Toward the end of the century lutefisk, dried Norwegian cod soaked in a lye solution, assumed a role as a characteristic Norwegian American dish. It was served at lodge meetings, festive banquets, and church suppers, most regularly during the Christmas season. The dish is served with lefse, a thin buttered pancake made from rolled dough using potatoes. Women serving at these festivities, especially revived the use of the colorful rural dress, the bunad, often wearing specific costumes of their old-country districts
As years passed, Norwegian cuisine was mainly limited to special occasions—family events like weddings and anniversaries, and such holidays as Christmas, when other customs were revived as well. The observance of the Christmas season began on Christmas Eve, when a big meal was served, followed by the reading of the Christmas gospel and the opening of gifts. Hymns and carols were sung later, accompanied in some families by the tradition of holding hands and circling the Christmas tree.
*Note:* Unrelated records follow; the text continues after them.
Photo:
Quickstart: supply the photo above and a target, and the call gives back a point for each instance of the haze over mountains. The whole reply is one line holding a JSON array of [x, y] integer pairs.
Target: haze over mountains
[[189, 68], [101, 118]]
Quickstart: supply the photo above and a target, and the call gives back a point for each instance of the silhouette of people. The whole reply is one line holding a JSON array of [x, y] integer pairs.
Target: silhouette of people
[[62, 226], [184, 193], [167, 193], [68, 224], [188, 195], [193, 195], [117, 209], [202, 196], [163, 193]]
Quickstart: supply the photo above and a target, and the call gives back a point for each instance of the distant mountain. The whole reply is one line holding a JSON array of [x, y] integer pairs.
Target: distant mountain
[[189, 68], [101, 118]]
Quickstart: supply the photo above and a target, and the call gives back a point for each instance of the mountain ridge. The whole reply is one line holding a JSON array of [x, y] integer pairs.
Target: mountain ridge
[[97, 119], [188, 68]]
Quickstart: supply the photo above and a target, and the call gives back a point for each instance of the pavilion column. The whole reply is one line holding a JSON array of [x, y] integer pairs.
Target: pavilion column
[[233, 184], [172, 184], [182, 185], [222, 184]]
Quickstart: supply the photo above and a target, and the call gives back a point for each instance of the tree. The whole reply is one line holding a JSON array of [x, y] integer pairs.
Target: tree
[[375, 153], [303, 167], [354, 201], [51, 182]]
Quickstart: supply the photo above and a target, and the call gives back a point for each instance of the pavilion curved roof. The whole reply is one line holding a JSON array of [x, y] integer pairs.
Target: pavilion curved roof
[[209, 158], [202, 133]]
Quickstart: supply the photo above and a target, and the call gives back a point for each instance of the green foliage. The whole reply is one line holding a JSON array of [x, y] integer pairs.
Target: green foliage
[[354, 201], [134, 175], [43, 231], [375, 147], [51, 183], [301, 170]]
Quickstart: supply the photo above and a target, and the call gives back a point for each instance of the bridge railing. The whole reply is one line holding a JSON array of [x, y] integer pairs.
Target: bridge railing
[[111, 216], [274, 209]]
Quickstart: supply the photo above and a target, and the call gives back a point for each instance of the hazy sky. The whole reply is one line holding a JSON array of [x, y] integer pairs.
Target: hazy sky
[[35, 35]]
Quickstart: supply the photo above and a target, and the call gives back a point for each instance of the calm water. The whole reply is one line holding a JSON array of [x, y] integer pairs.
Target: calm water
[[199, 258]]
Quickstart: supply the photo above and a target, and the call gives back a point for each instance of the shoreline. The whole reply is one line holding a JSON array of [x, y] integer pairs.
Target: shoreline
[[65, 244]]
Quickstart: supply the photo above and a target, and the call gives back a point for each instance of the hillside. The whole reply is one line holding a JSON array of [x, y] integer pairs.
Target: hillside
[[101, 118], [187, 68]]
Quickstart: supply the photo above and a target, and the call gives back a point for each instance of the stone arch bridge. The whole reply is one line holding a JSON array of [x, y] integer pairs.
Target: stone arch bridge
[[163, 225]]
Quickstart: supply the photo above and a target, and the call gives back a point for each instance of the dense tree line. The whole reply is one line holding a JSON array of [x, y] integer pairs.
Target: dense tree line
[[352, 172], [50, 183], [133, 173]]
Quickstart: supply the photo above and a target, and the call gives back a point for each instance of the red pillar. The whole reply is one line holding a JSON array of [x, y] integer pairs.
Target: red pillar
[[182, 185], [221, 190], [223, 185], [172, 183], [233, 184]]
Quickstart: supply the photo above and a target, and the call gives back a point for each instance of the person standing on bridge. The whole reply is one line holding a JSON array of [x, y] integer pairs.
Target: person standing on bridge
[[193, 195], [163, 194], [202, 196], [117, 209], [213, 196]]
A typical old-country Christmas meal consisted of lutefisk, rømmegrøt, pork or mutton spare ribs with pork sausages, as well as fattigmann, a deep-fried diamond-shaped cookie; sandkake, a cookie made of butter, flour, and almonds, baked in small metal molds; krumkake, a wafer baked in a special iron and rolled into a cylindrical shape while still warm; julekake, a sweet bread containing raisins, citron, and cardamon, and the essential lefse, which appears in many regional variations.
Now Norwegian cookie baking activities, passed down from generation to generation, reflect on their deep historic roots and influences. Baking cookies first filled the pantry to guard against famine during fierce northern winters. The buttery treats were packed away in tins, awaiting the first Sunday in Advent and the official start of holiday entertaining. Welcoming travelers and guests with a fine feast demonstrated traditional Viking hospitality. The popularity of coffee in the 1860’s inspired after-dinner coffee table gatherings and in the 1880’s, finely milled flours, white sugar and spices became widely available to the average homemakers. Baking many kinds of cookies was also a carryover from the 19th century when the number reflected a family’s wealth and status.
It’s December and the serious Norwegian Christmas baking has begun.